Third-world thugs, autocrats, theocrats, bureaucrats and -crats of all kinds gather this week in New York City for the start of the United Nation’s General Assembly. I think it is called the “General” Assembly because it does nothing specific.
Our hookers have been busy, with the back-to-back RNC in Tampa and the DNC in Charlotte and only one travel day between the two.
Like NY Yankee pitchers, it is best not to work these women on just two day’s rest.
The U.N. provides an opportunity for the sleaziest political representatives of corrupt, third-world countries to run amok in our country under protection of diplomatic immunity. Even though they have kickback-based economies, little indoor plumbing and currencies based on goats and oldest daughters, these "leaders" criticize the U.S.
In perfect symmetry, the General Assembly meets on the one-year anniversary of the Occupy Wall Street movement, which put an end to greed and corruption just by camping out and making a mess in New York parks.
Iranian leader, Holocaust denier, Members Only jacket-wearing spokes-midget Mahmoud Ahmadinejad rolled back into town. For a man who hates Jews and gays, he seems to like New York City a lot. Perhaps he shops, since there is not a Gap for Kids in Iran.

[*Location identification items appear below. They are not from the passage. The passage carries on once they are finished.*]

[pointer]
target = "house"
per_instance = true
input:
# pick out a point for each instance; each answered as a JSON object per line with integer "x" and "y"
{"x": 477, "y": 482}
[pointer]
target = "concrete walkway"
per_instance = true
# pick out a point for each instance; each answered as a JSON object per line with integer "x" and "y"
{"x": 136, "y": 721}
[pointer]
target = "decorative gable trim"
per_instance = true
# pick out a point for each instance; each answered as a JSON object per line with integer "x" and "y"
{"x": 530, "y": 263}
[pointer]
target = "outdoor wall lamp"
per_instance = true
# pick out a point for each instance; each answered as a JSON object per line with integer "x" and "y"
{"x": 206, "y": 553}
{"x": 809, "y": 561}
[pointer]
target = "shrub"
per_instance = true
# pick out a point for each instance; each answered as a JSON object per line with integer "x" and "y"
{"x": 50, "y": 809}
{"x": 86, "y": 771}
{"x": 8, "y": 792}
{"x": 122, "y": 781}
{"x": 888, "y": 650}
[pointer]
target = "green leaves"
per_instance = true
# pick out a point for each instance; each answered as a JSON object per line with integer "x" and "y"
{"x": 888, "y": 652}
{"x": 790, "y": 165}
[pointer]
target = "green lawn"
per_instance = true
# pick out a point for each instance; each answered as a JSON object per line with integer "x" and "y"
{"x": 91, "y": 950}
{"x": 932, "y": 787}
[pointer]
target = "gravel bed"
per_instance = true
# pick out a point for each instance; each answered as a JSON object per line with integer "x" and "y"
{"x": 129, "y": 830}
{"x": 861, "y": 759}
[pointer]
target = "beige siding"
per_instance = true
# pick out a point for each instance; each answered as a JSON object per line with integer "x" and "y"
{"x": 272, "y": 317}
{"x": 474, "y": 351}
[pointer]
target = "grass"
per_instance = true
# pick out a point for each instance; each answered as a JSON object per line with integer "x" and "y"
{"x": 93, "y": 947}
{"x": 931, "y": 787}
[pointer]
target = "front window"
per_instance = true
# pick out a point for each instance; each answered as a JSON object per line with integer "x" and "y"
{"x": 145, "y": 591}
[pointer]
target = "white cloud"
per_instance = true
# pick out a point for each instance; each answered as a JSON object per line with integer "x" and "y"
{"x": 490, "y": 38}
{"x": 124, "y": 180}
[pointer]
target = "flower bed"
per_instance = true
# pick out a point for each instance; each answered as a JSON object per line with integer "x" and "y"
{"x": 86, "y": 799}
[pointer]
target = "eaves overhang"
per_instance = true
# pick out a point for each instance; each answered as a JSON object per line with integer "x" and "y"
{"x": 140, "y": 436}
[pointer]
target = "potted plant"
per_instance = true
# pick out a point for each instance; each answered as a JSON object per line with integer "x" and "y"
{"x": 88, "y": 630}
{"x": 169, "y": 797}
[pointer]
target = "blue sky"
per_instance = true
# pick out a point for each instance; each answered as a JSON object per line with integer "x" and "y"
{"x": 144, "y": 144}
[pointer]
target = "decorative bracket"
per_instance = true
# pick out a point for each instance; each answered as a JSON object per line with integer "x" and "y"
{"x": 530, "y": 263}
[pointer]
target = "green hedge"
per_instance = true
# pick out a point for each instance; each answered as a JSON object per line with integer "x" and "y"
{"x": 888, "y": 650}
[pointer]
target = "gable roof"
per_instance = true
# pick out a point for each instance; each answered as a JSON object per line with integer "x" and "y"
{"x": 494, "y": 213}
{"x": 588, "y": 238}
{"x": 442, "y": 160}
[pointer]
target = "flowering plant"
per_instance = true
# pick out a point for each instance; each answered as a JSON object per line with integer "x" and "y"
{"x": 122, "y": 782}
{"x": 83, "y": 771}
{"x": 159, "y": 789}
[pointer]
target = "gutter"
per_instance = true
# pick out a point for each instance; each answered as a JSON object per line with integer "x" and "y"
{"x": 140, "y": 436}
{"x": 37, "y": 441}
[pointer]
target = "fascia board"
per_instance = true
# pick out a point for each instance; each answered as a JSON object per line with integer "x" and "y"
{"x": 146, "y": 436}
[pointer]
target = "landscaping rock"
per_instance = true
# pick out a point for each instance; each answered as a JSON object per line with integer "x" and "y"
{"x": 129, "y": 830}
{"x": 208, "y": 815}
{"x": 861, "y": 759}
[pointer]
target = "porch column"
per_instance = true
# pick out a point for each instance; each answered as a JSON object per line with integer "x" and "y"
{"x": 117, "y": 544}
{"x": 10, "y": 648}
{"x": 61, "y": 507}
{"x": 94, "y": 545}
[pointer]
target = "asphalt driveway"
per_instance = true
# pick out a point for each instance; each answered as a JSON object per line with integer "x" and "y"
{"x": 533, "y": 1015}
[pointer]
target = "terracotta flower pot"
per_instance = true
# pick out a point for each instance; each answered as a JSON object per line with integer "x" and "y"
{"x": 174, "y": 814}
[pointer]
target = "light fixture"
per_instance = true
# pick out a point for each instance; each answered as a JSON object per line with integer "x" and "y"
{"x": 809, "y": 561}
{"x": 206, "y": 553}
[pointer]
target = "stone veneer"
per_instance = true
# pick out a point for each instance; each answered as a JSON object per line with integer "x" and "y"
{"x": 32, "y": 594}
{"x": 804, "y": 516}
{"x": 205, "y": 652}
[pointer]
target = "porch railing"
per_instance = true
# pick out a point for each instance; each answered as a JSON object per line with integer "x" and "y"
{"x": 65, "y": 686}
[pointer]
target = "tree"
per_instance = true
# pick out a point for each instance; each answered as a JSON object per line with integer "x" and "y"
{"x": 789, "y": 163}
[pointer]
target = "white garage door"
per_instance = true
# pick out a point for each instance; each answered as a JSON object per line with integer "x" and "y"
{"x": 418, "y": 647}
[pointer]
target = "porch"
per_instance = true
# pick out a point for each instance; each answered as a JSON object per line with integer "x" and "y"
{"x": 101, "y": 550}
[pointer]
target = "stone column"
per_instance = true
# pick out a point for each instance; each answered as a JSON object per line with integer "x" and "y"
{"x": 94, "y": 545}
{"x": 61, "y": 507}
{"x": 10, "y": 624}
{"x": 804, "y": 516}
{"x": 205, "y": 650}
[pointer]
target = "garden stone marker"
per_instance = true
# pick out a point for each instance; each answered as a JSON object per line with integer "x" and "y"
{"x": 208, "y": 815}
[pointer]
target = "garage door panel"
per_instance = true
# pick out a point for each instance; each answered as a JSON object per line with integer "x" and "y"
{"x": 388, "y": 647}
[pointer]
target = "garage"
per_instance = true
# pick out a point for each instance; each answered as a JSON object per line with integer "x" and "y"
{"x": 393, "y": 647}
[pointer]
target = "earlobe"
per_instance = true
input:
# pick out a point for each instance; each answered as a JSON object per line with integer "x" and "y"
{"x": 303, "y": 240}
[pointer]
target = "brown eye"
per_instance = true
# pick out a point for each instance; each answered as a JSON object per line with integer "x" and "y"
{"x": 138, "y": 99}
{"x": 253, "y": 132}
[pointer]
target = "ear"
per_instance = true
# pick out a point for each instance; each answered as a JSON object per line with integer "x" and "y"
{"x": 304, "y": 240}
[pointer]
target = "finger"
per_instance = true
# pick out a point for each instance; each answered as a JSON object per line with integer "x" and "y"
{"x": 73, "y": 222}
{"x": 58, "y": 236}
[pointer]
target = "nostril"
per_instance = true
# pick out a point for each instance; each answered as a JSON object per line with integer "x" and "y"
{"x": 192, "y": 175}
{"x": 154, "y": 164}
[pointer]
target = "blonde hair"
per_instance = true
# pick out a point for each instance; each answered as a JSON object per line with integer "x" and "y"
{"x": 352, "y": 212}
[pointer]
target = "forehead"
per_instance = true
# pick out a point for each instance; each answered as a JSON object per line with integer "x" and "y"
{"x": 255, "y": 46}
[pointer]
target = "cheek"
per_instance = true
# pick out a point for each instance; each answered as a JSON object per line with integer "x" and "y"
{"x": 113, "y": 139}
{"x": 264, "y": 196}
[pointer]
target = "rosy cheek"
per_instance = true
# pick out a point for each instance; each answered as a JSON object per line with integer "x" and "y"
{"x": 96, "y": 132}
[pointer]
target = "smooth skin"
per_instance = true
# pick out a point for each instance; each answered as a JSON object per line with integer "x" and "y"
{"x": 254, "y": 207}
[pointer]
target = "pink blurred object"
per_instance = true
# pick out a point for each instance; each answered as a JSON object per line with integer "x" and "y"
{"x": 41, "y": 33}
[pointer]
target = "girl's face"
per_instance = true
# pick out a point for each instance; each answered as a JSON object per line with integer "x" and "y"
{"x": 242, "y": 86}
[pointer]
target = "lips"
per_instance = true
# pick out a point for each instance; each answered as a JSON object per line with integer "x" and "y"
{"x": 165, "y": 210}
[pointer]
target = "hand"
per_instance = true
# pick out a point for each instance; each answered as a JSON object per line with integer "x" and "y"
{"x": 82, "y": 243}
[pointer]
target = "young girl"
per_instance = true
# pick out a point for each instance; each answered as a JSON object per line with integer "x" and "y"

Tweaking the nose of Israel, Ahmadinejad was allowed to speak on Yom Kippur. That is like letting Paris Hilton talk on Labor Day.
Ahmadinejad was also given the honor by the U.N. of throwing out the ceremonial first Nazi reference at the gathering.
Tensions mount. On the UN soapbox, Ahmadinejad wags his finger at the U.S. and Israel. And Obama tries to avoid any more Middle Eastern problems before the election. He has already created a bad economy and increased government dependency. If American hostages are taken, it would round out the Jimmy Carter comparison trifecta.
It amazes me that all these Muslim countries which hate us so much, which don’t have running water or basic cable TV, always have American flags ready to burn whenever CNN cameras are around. If I got mad at Libya or Yemen, I can't imagine even being able to get my hands on one of their flags to burn -- and we have a Wal-Mart at every freeway exit in America.
As an aside to global warming alarmism and as a means to get guilty Americans to send them money, the members of the United Nations have proclaimed that there are now 7.2 billion people on earth. They have apparently appointed themselves the world's census takers. If the United Nations had a better way of keeping up with the Kardashians, America might care.
Maybe the UN is right; maybe there are too many people. Back in 2001 when there were just 6 billion people in the world, I enjoyed the earth better. It seemed much more neighborly. Folks from other countries would send casseroles to your house and airplanes into your office buildings. It was a simpler time.
Proving that she is a political hack, uninformed, or naïve, U.N. Ambassador Susan Rice continued to advance the White House narrative that the attacks on our embassies and the murder of Ambassador Chris Stevens were caused by a YouTube video. Contrary to any measure of common sense, she insisted that simultaneous, coordinated events in different countries on 9/11 in which our embassies were attacked were just local protests sparked by a third-rate video. Apparently she believed the Libyan crowd of several hundred "concerned citizens" milling around the US Consulate on 9/11 were incited by coincidence on “Bring your Rocket Propelled Grenade Launcher to Work" Day.
Maybe we can harness the considerable intellect of Hollywood, the humility of Obama, and the diplomacy of the Church of Scientology to work things out with Iran. Scientology elders are screening gorgeous Iranian actress Nazanin Bodiadi for the role of Tom Cruise’s next wife. Cruise and the Scientologists are so enamored with her that they have asked Israel to bomb around her.
It is optimistic to hope that all of the countries of the world meeting in N.Y. would solve problems. Instead, it is a sideshow of epic proportion, replete with reductive reiterations of their view of world problems, always concluding that we need to send them more money -- and calling us the "Great Satan" for doing so.